I don’t make my living from writing.  And I was well aware that there are many people who would find my ruminations on male sexuality as upsetting as the man above who denied my “friend” request.   Although it’s becoming quite alright to be gay in Canada, there is still a phobic response to being gay and sexual – and talking about it openly.  But am I really just writing about my “bedroom fantasies” as the man’s email to me suggested?  He writes that being gay is not about sex.  Not even a little bit?  Is being gay only about getting married, moving to the suburbs and adopting a foreign baby?  Then will I be accepted? 

He references the suicides of gay youth, and attributes the issue partially to me and my hiding behind a headless pic on my blog.  He is partially right.  But what I’ve always hoped is that my naked writing about sex might help those experiencing shame about their sexuality.  There are many links on other gay sites wherein I advertise my blog and those sites all show face pics.  But I have a phobia about putting the face pics right on my blog.  I’m a coward.  I don’t yet have the fortitude to be as out and proud about my sexuality as I’d like to be.  The threats seem real.  Maybe they are and maybe they aren’t.  I’m still trying to figure it out.

In spite of all this, I just can’t throw in the towel and stop writing the way I do.  The email exchange above indicates to me that being gay and sexually open is a volatile issue and for that reason alone, I think it’s imperative to keep this kind of dialogue going.

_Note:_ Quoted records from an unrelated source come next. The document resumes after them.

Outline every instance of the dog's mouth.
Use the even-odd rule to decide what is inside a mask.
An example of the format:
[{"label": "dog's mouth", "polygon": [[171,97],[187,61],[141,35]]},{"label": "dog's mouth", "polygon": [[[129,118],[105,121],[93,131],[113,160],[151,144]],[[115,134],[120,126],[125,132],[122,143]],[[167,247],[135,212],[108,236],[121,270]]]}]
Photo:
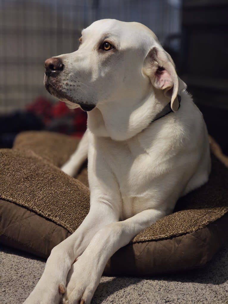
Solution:
[{"label": "dog's mouth", "polygon": [[81,105],[80,104],[80,103],[79,103],[78,104],[80,105],[80,106],[84,111],[86,111],[86,112],[91,111],[93,109],[94,109],[95,106],[95,105]]},{"label": "dog's mouth", "polygon": [[[79,105],[82,109],[84,111],[86,112],[89,112],[89,111],[94,109],[96,106],[95,105],[85,104],[77,100],[74,100],[71,96],[68,96],[65,92],[57,90],[49,82],[48,80],[46,79],[44,81],[44,86],[46,89],[51,95],[56,97],[61,101],[63,102],[69,101],[71,102],[72,102],[72,104],[77,104]],[[69,105],[67,103],[66,104],[67,106]],[[73,109],[73,107],[71,106],[70,106],[69,107],[70,109]]]}]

And so, bless both myself and the man who emailed me, as we both try to make sense of what it is to be gay in the these politically correct times.  Bless us, two gay men seemingly at odds with each other but both hypocritical to varying degrees.  Bless us all as we try to live openly and without shame.  Thank you to all of you who read me with an open mind.  And thank you even to those who don’t, but push me to question my own fears.  Thank you.